Micah Blue Smaldone sounds like a dead man. In Hither and Thither he taps into a vein of something real and present; a preternatural sensibility deep inside many post-millennial lost souls. This music is haunting, the notes and lyrics tugging the listener’s soul as if you’d fallen into a sonic bramble patch.
The Coen brothers’ film, “O Brother Where Art Thou” was responsible for reintroducing depression-era music back into the North American subconscious. Often called pre-war blues or “dustbowl blues” by some, this truly American genre of music is dominated by fingerpicked guitar and balanced by thin, yet powerful vocals. This simple music conveys so powerfully the experience of absolute sorrow and despair that was prevalent in the Great Depression, yet in their own melancholy way, these songs are uplifting as if reminding the listener that from here, things can only get better.
On Hither and Thither you get forty minutes of true American gothic divided into twelve songs. While initially, they seem to be such utter uncomplicated simplicity, putting me in the mind of a really laid back Squirrel Nut Zippers.
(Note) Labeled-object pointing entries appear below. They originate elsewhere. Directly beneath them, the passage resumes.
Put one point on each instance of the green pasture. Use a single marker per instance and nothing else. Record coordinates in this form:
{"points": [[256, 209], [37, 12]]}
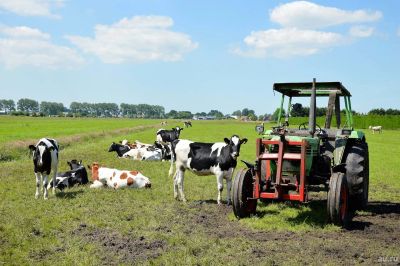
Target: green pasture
{"points": [[60, 230]]}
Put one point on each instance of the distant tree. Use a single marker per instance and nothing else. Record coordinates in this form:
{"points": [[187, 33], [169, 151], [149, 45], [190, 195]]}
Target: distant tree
{"points": [[201, 114], [172, 114], [252, 117], [7, 105], [216, 113], [297, 110], [184, 115], [237, 113], [51, 108], [28, 105], [276, 113]]}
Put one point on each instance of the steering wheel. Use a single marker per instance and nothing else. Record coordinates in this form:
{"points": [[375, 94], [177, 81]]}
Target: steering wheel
{"points": [[304, 126]]}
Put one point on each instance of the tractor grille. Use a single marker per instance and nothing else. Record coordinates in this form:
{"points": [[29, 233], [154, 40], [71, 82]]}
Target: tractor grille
{"points": [[289, 149]]}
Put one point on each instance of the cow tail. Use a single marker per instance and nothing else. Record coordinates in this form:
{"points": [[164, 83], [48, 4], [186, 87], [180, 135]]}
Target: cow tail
{"points": [[171, 169]]}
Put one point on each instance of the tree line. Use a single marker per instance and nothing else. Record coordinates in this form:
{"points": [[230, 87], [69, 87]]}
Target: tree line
{"points": [[31, 107]]}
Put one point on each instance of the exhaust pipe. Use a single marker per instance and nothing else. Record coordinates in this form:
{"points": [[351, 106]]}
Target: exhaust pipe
{"points": [[311, 119]]}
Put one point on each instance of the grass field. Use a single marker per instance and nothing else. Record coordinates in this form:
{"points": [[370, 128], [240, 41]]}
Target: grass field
{"points": [[92, 227]]}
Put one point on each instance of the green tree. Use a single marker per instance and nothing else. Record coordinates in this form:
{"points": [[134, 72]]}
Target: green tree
{"points": [[276, 113], [7, 105], [28, 105], [216, 113], [237, 113], [51, 108]]}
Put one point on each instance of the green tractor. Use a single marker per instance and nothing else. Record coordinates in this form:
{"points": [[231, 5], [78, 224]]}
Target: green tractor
{"points": [[294, 161]]}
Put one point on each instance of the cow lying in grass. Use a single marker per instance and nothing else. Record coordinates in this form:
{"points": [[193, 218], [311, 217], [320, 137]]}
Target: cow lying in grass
{"points": [[77, 175], [45, 161], [376, 129], [205, 159], [103, 176], [142, 152]]}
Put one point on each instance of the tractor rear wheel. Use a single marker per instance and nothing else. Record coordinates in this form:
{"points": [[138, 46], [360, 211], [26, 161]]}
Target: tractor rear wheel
{"points": [[338, 200], [243, 206], [357, 173]]}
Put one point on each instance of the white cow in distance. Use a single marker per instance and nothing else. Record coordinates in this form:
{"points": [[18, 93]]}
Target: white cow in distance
{"points": [[376, 129]]}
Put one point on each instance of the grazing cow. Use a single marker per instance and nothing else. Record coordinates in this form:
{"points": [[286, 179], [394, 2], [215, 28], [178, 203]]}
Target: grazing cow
{"points": [[148, 153], [77, 175], [376, 128], [205, 159], [165, 150], [119, 149], [167, 136], [187, 124], [103, 176], [45, 161]]}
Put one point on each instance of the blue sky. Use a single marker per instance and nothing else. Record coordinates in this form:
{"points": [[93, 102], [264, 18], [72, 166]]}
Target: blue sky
{"points": [[197, 55]]}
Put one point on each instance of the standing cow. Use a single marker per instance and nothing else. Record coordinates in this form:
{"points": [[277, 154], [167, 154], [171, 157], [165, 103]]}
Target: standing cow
{"points": [[45, 161], [77, 175], [168, 136], [218, 158]]}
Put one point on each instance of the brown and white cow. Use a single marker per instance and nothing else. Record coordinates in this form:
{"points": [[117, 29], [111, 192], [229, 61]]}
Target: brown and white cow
{"points": [[103, 176]]}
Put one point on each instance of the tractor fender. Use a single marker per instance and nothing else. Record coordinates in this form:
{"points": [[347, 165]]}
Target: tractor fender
{"points": [[340, 168]]}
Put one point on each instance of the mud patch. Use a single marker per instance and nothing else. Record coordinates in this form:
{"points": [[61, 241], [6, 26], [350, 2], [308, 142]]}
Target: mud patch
{"points": [[126, 249], [373, 235]]}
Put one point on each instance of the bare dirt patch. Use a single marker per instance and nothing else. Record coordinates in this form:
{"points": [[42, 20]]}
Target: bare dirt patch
{"points": [[373, 235], [123, 249]]}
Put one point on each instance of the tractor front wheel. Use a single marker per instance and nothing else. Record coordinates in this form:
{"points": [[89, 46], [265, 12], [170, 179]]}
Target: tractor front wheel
{"points": [[243, 205], [338, 200]]}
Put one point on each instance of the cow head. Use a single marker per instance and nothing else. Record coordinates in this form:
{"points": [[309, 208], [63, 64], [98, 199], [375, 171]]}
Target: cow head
{"points": [[177, 131], [41, 154], [95, 171], [75, 164], [234, 145], [141, 181], [113, 147]]}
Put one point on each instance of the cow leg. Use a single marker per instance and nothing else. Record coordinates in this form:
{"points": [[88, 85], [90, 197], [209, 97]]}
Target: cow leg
{"points": [[54, 171], [229, 186], [176, 185], [45, 193], [180, 184], [220, 186], [38, 179]]}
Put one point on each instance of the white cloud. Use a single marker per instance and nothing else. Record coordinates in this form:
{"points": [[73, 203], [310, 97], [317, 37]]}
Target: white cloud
{"points": [[300, 33], [21, 46], [307, 15], [361, 31], [138, 39], [32, 7], [288, 42]]}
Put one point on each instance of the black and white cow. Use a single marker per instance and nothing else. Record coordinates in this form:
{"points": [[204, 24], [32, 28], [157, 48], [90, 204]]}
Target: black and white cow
{"points": [[187, 123], [165, 150], [167, 136], [119, 149], [205, 159], [45, 161], [77, 175]]}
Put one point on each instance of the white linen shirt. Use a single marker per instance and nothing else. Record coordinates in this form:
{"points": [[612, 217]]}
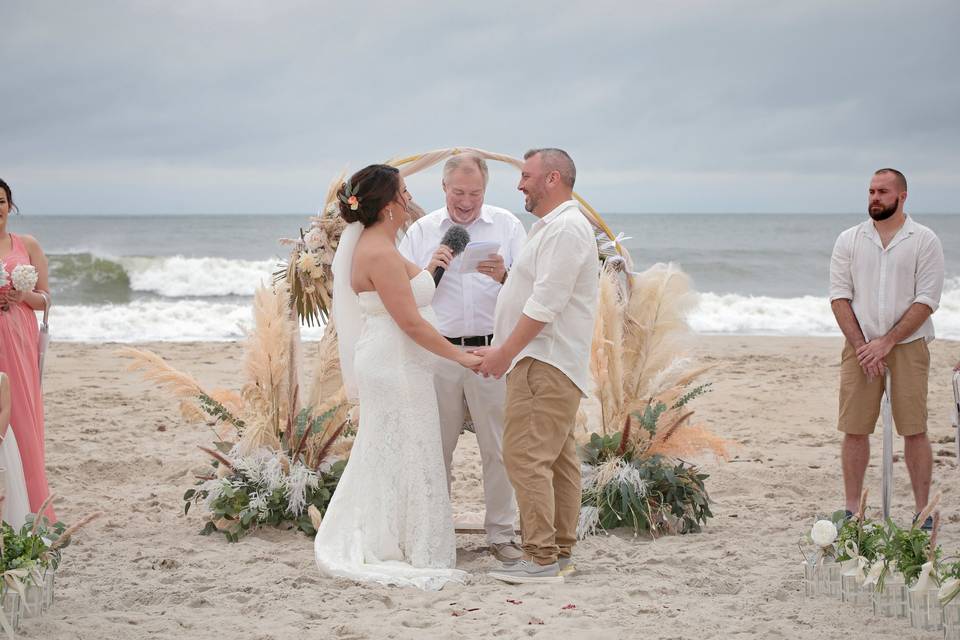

Certainly not toe-tapping melodies by any stretch, though after listening closely, Smaldone’s lyrics paint chiaroscuro portraits of spirit-crushing circumstances of lost love, livelihoods yet they shine with an indefatigable sense of hope that even in these gray Vancouver days can’t seem to obscure.
The very lack of production on this album is what I find utterly perfect about it. Seemingly recorded in a wooden shack in some dry and lonely place without a single 808 drum track or rip-off sample of some vintage melody, this is an utter original work of art. Smaldone lets us act as voyeurs, peering through a dusty lace curtain at an act of intimacy between a man, a guitar and his music.
Buy this album and listen to it, seriously.